For characters, existing archetypes continued. The genre also included a new character archetype, the "civilized principal male", who would deliver speeches promoting democracy and a Westernized form of civilization. By 1914, eight male archetypes and six female ones were recorded. Performances emphasized exaggerated motions, with which actors perceived themselves as better able to influence audiences. The dramatist Zheng Zhengqiu argued that, "the more flamboyant the actor is on stage, the more able he is to lift the audience's spirit".

==Impact==
Civilized drama is regarded as a precursor of huaju, a genre of spoken drama that gained popularity among amateur troupes in the 1920s. Stemming from the New Culture Movement, as well as realism taught by Henrik Ibsen, early huaju was mostly marked by a focus on dialogue and social themes. However, some groups – such as the national theatre movement under Yu Shangyuan – sought to maintain hybridity in stage performances. Hybrid forms continued into the 1950s, at which time they were known as "popular spoken dramas". Histories of Chinese theatre have generally neglected civilized drama, considering the genre little more than a transition.

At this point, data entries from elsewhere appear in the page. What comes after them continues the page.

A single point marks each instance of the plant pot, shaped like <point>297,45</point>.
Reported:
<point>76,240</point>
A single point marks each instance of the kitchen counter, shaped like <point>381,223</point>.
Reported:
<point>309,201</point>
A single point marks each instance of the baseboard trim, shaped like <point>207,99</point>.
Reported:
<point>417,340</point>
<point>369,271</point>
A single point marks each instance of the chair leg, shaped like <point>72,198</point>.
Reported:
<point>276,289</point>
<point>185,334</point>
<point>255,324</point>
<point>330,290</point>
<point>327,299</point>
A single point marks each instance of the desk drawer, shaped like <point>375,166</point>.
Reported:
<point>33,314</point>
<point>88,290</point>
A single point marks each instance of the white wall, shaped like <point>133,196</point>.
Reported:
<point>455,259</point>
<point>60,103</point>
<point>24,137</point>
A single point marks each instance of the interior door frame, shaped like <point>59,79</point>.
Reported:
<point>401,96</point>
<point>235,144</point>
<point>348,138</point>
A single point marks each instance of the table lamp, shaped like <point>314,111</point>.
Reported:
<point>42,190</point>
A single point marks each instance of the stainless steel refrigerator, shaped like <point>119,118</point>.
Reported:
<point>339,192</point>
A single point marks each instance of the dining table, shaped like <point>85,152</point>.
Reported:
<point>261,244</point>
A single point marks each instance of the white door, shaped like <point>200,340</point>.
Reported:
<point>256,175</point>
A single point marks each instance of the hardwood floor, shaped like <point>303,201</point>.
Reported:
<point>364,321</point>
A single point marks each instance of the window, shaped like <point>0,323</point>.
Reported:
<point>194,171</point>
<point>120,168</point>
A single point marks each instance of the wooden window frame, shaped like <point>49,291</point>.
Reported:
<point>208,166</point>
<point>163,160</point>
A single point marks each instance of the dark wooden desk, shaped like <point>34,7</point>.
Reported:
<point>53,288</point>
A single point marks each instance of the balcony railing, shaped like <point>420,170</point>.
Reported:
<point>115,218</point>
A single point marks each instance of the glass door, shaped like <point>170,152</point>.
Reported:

Civilized dramas also contributed to early Chinese cinema. The playwright Zheng Zhengqiu, who had directed numerous performances, was brought on by Zhang Shichuan to write the script for his A Difficult Couple (1913); the men would ultimately establish a film company, Mingxing, together and guide it into becoming "the largest and most influential film company in China". Other civilized drama performers and writers who entered the film industry included Guan Haifeng and Ouyang Yuqian. In the first years of the industry, performance styles from the civilized drama stage were maintained, though critics came to disapprove of it.